Un signal suivi de près par l'ARS Auvergne-Rhône-Alpes

Depuis le début de l'été, le département de la Savoie fait l'objet d'une surveillance renforcée. Selon l'Agence régionale de santé Auvergne-Rhône-Alpes, Entre le 1er juin et le 12 août, 43 cas de légionellose ont été déclarés aux autorités sanitaires en Savoie. Parmi ces cas, 36 cas résident en Savoie, 7 ont séjourné dans le département. Les personnes concernées présentent un profil hétérogène : les personnes malades ont entre 26 et 91 ans. La sévérité de l'épisode est notable puisque 41 cas ont été hospitalisés pour des problèmes respiratoires, et 2 décès sont à déplorer, chez des personnes de plus de 80 ans. L'ARS précise par ailleurs que 27 des 43 cas résident et/ou ont fréquenté le secteur, ce qui oriente les investigations vers une zone géographique circonscrite. Pour resituer ce signal, il faut rappeler qu'en Auvergne-Rhône-Alpes, entre 200 et 400 cas de légionelloses sont déclarés chaque année à l'ARS : le rythme observé sur cette courte période reste donc suivi avec attention par les autorités sanitaires.

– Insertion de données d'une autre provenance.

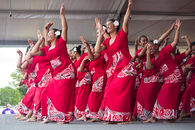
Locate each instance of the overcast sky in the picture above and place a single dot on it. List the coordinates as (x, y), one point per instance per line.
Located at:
(8, 60)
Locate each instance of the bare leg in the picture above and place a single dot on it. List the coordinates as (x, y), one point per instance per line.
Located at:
(125, 122)
(183, 114)
(151, 120)
(32, 119)
(94, 120)
(27, 116)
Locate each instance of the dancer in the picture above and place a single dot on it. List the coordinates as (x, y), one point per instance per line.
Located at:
(60, 90)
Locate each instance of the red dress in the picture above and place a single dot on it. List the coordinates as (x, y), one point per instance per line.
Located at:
(168, 99)
(121, 85)
(60, 89)
(77, 64)
(109, 73)
(98, 72)
(188, 98)
(83, 89)
(147, 93)
(43, 76)
(27, 103)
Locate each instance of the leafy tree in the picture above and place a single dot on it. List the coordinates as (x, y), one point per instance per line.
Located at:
(9, 95)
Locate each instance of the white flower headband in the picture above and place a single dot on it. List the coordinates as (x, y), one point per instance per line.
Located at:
(57, 33)
(75, 49)
(116, 23)
(155, 42)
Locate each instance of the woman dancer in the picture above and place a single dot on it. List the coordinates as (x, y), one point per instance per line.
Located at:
(118, 96)
(60, 90)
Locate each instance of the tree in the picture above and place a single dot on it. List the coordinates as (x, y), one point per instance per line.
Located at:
(9, 95)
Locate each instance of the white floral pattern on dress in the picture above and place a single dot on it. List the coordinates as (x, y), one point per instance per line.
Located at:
(192, 104)
(55, 62)
(163, 68)
(67, 73)
(55, 115)
(78, 114)
(21, 108)
(110, 115)
(175, 77)
(110, 71)
(86, 79)
(98, 85)
(153, 79)
(161, 113)
(44, 80)
(142, 113)
(128, 70)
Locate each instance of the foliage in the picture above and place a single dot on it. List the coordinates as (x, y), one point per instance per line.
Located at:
(17, 76)
(9, 95)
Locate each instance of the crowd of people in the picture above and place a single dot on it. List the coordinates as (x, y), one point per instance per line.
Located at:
(103, 82)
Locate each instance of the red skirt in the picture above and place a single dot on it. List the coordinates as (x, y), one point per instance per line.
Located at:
(96, 96)
(167, 103)
(188, 98)
(61, 95)
(27, 102)
(119, 95)
(146, 97)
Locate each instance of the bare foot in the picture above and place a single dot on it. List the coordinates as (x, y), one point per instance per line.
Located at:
(45, 121)
(94, 120)
(32, 119)
(169, 121)
(151, 120)
(60, 122)
(109, 122)
(124, 123)
(183, 114)
(19, 117)
(83, 118)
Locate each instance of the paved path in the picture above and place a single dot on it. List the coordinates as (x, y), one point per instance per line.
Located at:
(7, 122)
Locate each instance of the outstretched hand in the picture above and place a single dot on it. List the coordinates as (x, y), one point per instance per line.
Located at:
(184, 37)
(62, 9)
(19, 52)
(39, 35)
(130, 3)
(149, 47)
(84, 41)
(136, 42)
(31, 43)
(48, 25)
(177, 24)
(98, 24)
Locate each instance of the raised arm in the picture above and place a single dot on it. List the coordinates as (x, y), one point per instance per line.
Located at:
(63, 22)
(82, 65)
(166, 42)
(177, 32)
(91, 56)
(149, 65)
(127, 16)
(101, 32)
(19, 62)
(36, 49)
(46, 31)
(166, 34)
(188, 50)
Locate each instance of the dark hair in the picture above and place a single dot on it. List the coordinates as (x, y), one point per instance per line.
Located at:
(192, 44)
(27, 49)
(93, 45)
(143, 36)
(78, 49)
(55, 30)
(113, 20)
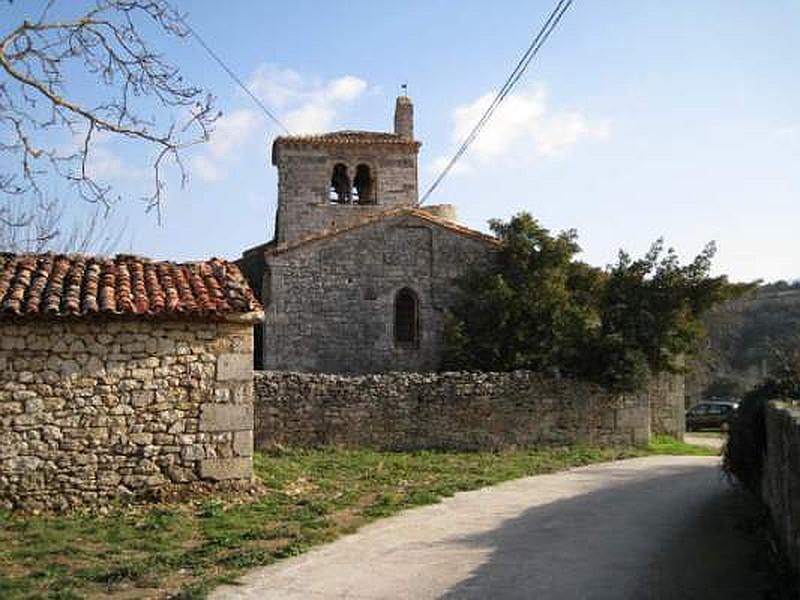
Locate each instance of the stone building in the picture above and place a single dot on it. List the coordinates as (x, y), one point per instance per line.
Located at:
(357, 278)
(121, 376)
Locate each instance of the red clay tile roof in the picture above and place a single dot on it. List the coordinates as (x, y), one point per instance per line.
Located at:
(75, 285)
(419, 213)
(347, 137)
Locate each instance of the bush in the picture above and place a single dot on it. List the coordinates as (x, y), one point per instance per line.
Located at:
(539, 308)
(747, 439)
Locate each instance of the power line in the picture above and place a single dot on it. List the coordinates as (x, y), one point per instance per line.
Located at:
(533, 49)
(228, 70)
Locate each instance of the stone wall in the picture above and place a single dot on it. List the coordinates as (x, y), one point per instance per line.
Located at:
(781, 478)
(304, 179)
(667, 412)
(462, 411)
(329, 305)
(96, 410)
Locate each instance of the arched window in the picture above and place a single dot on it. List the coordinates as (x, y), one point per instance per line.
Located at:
(364, 185)
(340, 190)
(406, 318)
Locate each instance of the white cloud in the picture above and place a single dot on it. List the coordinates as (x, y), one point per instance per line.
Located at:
(232, 132)
(789, 133)
(523, 127)
(303, 105)
(307, 105)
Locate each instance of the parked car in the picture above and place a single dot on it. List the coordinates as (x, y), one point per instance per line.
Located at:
(716, 414)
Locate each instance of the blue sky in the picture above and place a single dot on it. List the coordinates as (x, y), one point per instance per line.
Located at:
(639, 119)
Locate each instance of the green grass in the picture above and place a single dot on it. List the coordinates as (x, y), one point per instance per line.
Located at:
(312, 496)
(664, 444)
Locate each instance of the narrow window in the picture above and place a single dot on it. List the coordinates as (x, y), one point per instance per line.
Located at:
(364, 185)
(340, 190)
(406, 318)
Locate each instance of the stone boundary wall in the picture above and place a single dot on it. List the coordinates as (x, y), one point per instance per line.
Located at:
(92, 411)
(780, 484)
(666, 394)
(456, 411)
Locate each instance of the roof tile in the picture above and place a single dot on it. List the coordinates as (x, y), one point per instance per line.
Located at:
(77, 285)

Une investigation environnementale toujours en cours

Pour identifier l'origine de la contamination, les services de l'ARS ont engagé des prélèvements environnementaux. Une trentaine de prélèvements ont ainsi été réalisés sur le secteur concerné, et Les premiers résultats seront connus d'ici le 17 août. Dans l'attente de ces résultats, aucune source de contamination n'est confirmée à ce stade — qu'il s'agisse d'un réseau d'eau chaude sanitaire, d'une tour aéroréfrigérante ou de tout autre équipement collectif producteur d'aérosols. L'ARS indique que Les professionnels de santé du secteur ont été informés de la situation, une vigilance renforcée qui concerne directement les équipes soignantes des établissements médico-sociaux du territoire. Pour suivre l'évolution de cette investigation, l'ARS met à jour son communiqué consacré à la recrudescence de cas de légionellose en Savoie au fil de l'enquête.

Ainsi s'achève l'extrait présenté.